Franciscanos cedem casa para vítimas de violência doméstica durante a pandemia

| 7 Abr 20

Centro de Acolhimento para vítimas de violência doméstica no contetxo da vocid-19, cedido pelos Franciscanos

Centro de Acolhimento para vítimas de violência doméstica no contexto da covid-19, cedido pelos Franciscanos. Foto: Direitos reservados

 

Foi há pouco mais de uma semana que a Secretaria de Estado para a Cidadania e a Igualdade (SECI) e a Associação Portuguesa de Apoio à Vítima (APAV) lançaram o apelo a algumas instituições católicas: precisavam rapidamente de um espaço onde pudesse ser montado um centro temporário de acolhimento de emergência para mulheres vítimas de violência doméstica, dados os receios de que este tipo de crime aumente no contexto da pandemia de covid-19. A resposta não se fez esperar da parte da Ordem dos Frades Menores (Franciscanos) de Portugal. A resposta foi imediata e em poucos dias uma das casas da Ordem foi preparada e disponibilizada para o efeito. O centro abriu esta segunda-feira, dia 6, e permanecerá aberto enquanto durar a pandemia.

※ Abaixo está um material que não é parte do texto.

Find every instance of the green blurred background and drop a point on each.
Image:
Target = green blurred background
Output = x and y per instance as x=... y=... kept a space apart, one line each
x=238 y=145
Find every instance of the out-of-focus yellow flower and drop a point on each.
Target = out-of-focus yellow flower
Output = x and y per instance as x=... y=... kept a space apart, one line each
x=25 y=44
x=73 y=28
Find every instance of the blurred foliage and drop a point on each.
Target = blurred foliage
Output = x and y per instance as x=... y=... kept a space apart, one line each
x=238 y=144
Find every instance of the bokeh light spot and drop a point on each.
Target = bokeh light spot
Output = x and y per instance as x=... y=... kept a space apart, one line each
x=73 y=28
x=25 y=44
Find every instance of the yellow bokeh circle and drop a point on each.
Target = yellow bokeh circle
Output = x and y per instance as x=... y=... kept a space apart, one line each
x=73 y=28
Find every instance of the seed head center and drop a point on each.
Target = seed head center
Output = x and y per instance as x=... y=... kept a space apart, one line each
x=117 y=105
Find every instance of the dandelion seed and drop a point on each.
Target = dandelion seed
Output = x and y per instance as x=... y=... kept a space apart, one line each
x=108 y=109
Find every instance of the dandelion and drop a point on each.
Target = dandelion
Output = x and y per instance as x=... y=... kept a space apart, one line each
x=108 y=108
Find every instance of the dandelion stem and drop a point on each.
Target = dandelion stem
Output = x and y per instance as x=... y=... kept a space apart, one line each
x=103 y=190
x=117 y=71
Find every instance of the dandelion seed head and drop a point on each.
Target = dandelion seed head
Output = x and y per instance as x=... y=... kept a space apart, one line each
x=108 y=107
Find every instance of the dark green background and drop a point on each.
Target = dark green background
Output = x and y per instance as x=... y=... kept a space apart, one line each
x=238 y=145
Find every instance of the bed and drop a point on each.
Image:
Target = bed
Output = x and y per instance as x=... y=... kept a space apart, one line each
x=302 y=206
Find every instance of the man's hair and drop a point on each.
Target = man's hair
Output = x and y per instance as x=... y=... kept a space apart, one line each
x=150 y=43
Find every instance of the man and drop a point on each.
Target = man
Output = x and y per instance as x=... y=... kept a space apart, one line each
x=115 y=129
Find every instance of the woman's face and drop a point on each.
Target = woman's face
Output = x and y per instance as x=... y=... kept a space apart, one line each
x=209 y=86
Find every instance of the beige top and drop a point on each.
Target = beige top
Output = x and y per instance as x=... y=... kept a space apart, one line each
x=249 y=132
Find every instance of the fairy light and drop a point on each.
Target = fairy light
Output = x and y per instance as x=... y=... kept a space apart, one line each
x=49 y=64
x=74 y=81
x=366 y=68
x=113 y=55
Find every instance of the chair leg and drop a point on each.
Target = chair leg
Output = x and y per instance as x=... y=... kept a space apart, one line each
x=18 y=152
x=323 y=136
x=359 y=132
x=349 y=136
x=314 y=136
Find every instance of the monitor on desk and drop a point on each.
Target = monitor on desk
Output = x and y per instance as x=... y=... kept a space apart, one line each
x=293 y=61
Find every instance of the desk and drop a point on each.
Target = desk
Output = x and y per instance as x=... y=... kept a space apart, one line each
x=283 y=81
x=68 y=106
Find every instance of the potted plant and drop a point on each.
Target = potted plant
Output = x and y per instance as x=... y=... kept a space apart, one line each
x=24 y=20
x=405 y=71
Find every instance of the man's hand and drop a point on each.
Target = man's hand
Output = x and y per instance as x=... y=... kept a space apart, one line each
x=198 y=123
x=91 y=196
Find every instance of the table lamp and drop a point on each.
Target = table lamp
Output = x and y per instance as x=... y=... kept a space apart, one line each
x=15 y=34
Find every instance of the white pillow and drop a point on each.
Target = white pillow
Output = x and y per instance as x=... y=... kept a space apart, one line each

“Esta é a resposta natural da Igreja, isto é o que a Igreja faz no seu dia-a-dia: ação social”, sublinha o frei Isidro Lamelas, vigário provincial dos Franciscanos, que acompanhou todo o processo. “Quando me telefonaram a perguntar se tinha conhecimento da existência de estruturas que pudessem servir para acolher este centro, pensei logo que nós próprios tínhamos possibilidade de ajudar. Cedemos o espaço, e também parte do recheio, como loiças e mobiliário, para que a casa pudesse entrar em funcionamento o mais rápido possível”, explicou, em declarações ao 7MARGENS.

O frade franciscano considera que “o Estado nem sempre reconhece o papel social das instituições religiosas, mas em alturas como esta pede ajuda, e ainda bem que pede, porque esta é a nossa missão”.  E recorda que foi assim que surgiu o cristianismo, “como um credo social”. Por isso, defende, “a Igreja não se pode ficar pelo anúncio doutrinal”.

De acordo com um comunicado divulgado pela APAV, o novo centro, que dispõe de 35 lugares, irá acolher mulheres vítimas de violência doméstica, acompanhadas ou não de filhos até aos 18 anos, e funcionará por um período previsível de seis meses, estando dependente da evolução da pandemia de covid-19 no país.

Para este espaço serão encaminhados os casos da zona metropolitana de Lisboa e do sul do país. As vítimas podem contactar os números de emergência da APAV ou da Comissão para a Cidadania e a Igualdade de Género (CIG), e serão, depois, referenciadas pela Rede Nacional de Apoio às Vítimas de Violência Doméstica.

Em colaboração com o Ministério da Saúde, o espaço foi equipado com um posto de rastreio de covid-19, que dispõe de quartos de espera e de confinamento para as mulheres e crianças que venham a ser acolhidas.